Wednesday, February 4, 2015

SQL Server transaction log write latency, log write waits

A friend recently asked what minimum transaction log write latency I see on systems.  You know me... never one for easy answers :-)

On the systems I work with, we use a fairly long-running, query concurrency-controlled ETL each night.  Write latency to the transaction logs is a fairly volatile metric - I recommend limiting the volatility by eliminating queuing possibilities in the SQL Server physical host or guest.  Putting a single busy transaction log on a LUN means that it will have the LUN queue depth all to itself for the up-to-32 outstanding writes issued against the transaction log.  Ensuring that HBA adapter queue depth can sustain all read and write activity for the associated LUNs eliminates queuing at that level.
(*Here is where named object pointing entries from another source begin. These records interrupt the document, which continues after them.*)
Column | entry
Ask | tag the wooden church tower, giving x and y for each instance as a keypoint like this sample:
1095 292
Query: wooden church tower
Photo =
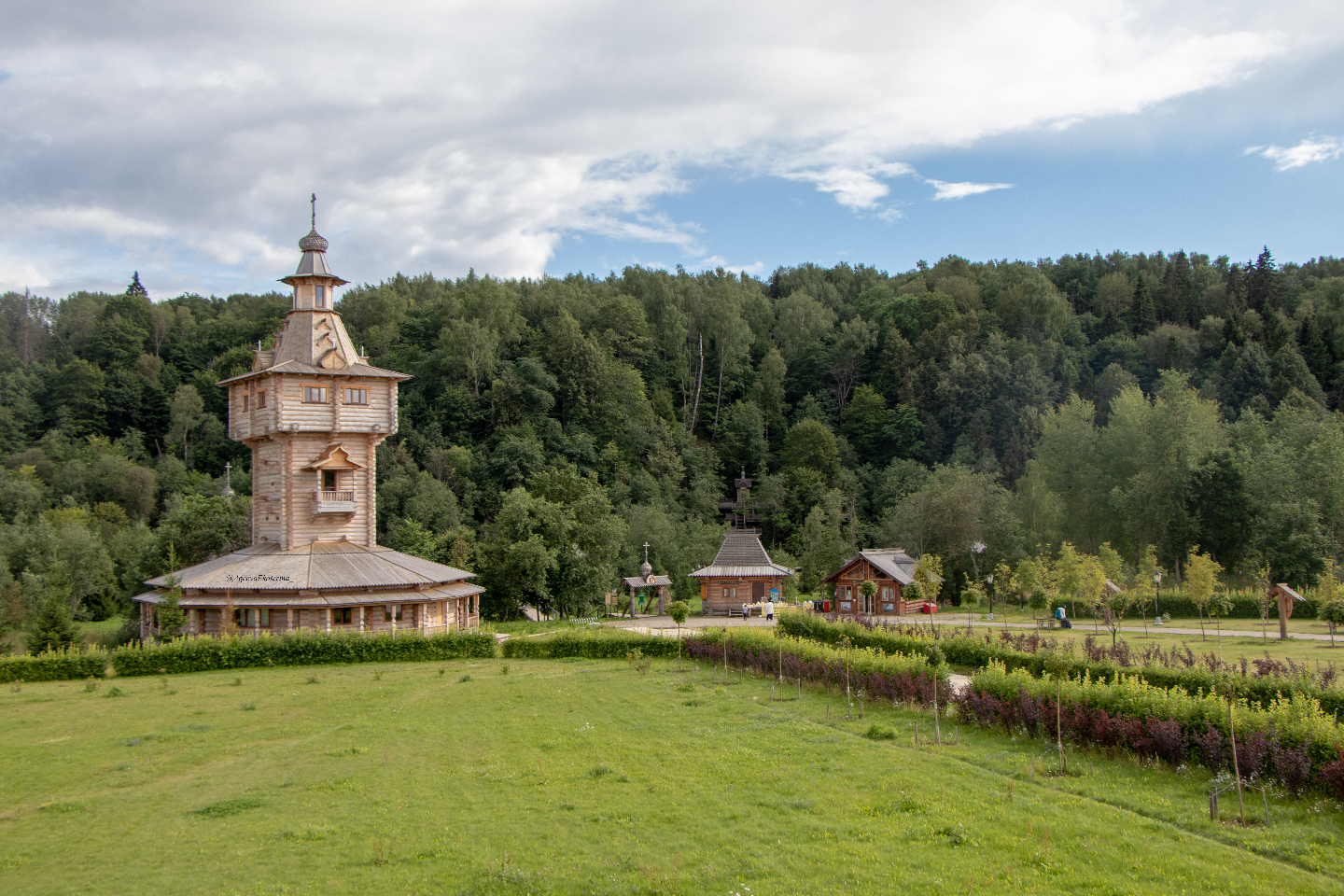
314 412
But, queuing at the storage controller can also effect write latency.  (So can flow control between server and storage.) Also, write cache conditions may result in throttling - especially if write cache becomes saturated.

So... here are some graphs :-)  On the systems I work with, we want to keep transaction log LUN write latency between 1 ms and 5 ms to keep everything happy.  If "write log waits" are minimized - and especially making sure that "log buffer waits" are eliminated - there is little benefit to my workload by continuing to lower the transaction log write latency.  It'd be different if I were working on high transaction volume OLTP.  But this ETL is high volume, low commit.  That can be seen below in the graphs by noticing that writes to the transaction log LUN average 60k quite regularly - the transaction log buffers are usually flushing because they are full and must be written, rather than usually being written due to transactions committing.







ps. I wondered about the peaks in write latency in the timeperiod.  Were they due to host queuing?  Didn't seem to be - checked LUN level queuing and total queuing across all LUNs during the timeperiod and not much correlation.  I suspect queuing at the SAN storage controller due to activity coming in from other servers at that time.